Online meeting of the Coalition of the Willing on August 13 (photo: president.gov.ua)
Finally, Ukraine will not be the only topic on the summit’s agenda. Moscow especially likes to emphasize this: that war is, of course, important, but the leaders will also have plenty of other issues to discuss - the Arctic, cooperation in space, and so on. Accordingly, Putin may well divert Trump’s attention away from his key task.
Probably only temporarily, if Trump sees that there is no progress at all on the main issue, Russia’s aggression against Ukraine, one can expect a new wave of activity from him. But Putin will, in any case, win himself some time.
Ukraine gets blamed again
There is no doubt that, unlike Trump, who will rely on his feel for the interlocutor and his deal-making skills (known mostly from his own words), the Kremlin leader will arrive at the meeting with a pile of pre-prepared talking points. Ranging from stories about the Russian Arctic to pseudo-historical tales about the non-existent Ukraine.
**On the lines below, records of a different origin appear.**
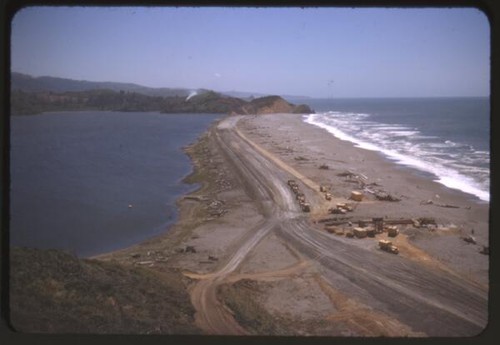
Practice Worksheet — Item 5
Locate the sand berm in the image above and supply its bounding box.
[96,114,489,337]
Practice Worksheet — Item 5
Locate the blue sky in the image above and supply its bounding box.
[11,7,490,97]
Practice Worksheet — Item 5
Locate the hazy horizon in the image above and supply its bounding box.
[11,6,490,98]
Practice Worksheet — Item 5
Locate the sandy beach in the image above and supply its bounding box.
[96,114,489,337]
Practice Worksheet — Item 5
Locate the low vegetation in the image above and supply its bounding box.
[9,247,200,334]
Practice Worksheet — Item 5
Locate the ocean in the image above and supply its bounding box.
[304,98,490,202]
[10,112,220,257]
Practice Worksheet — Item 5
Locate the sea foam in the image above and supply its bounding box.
[303,112,490,202]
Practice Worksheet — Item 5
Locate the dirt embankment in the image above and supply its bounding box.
[74,114,488,336]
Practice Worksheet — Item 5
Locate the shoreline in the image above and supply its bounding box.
[93,114,489,336]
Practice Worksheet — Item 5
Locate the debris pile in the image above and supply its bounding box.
[288,180,311,212]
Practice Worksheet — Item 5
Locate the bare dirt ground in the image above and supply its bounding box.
[99,114,488,337]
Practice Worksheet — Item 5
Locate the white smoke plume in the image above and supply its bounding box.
[186,91,198,102]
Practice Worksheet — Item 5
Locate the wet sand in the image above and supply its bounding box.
[97,114,489,336]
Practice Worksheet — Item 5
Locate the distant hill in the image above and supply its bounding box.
[11,72,193,97]
[10,72,313,115]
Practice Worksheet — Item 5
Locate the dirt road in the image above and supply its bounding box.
[190,116,487,336]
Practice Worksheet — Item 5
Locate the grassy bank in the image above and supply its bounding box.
[10,248,199,334]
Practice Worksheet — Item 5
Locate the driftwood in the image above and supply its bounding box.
[420,200,460,208]
[375,191,401,201]
[318,216,352,223]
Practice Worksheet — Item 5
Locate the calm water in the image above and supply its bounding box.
[10,112,220,256]
[304,98,490,201]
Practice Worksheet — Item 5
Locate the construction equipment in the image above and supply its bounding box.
[300,202,311,212]
[386,225,399,237]
[378,240,399,254]
[352,227,368,238]
[351,191,364,201]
Once he “softens” his interlocutor, Putin can move on to the main task: convincing Trump that what separates him from the Nobel Peace Prize is not Putin himself - but Zelenskyy, who ”wants to keep fighting.” Here again, headlines about “massive Russian breakthroughs” in recent days will come in handy. The argument will be that Putin has long been ready for the peace Trump desires, but Zelenskyy refuses to give up, say, some part of Donbas, which he will inevitably lose soon anyway.
Of course, all the diplomatic work of the past few days has also been aimed at avoiding such a worst-case scenario. At the very least, Trump has repeated several times that he will not decide territorial issues for Ukraine that should be done by Zelenskyy and Putin.
But given the experience of the past six months, it still cannot be ruled out that Putin will once again successfully sell Trump some symbolic concessions, while real concessions will be demanded from Ukraine. Then Ukraine will, in essence, return to where it was in March of this year - with the difference that such a turn of events will no longer be a surprise, but an entirely expected possibility.
As will be any other possibilities. Including the scenario in which Trump gives Putin an “Oval Office #2” and the summit ends very quickly if the American president, contrary to expectations, immediately realizes that Putin is trying to play him. After all, with Trump, you never know.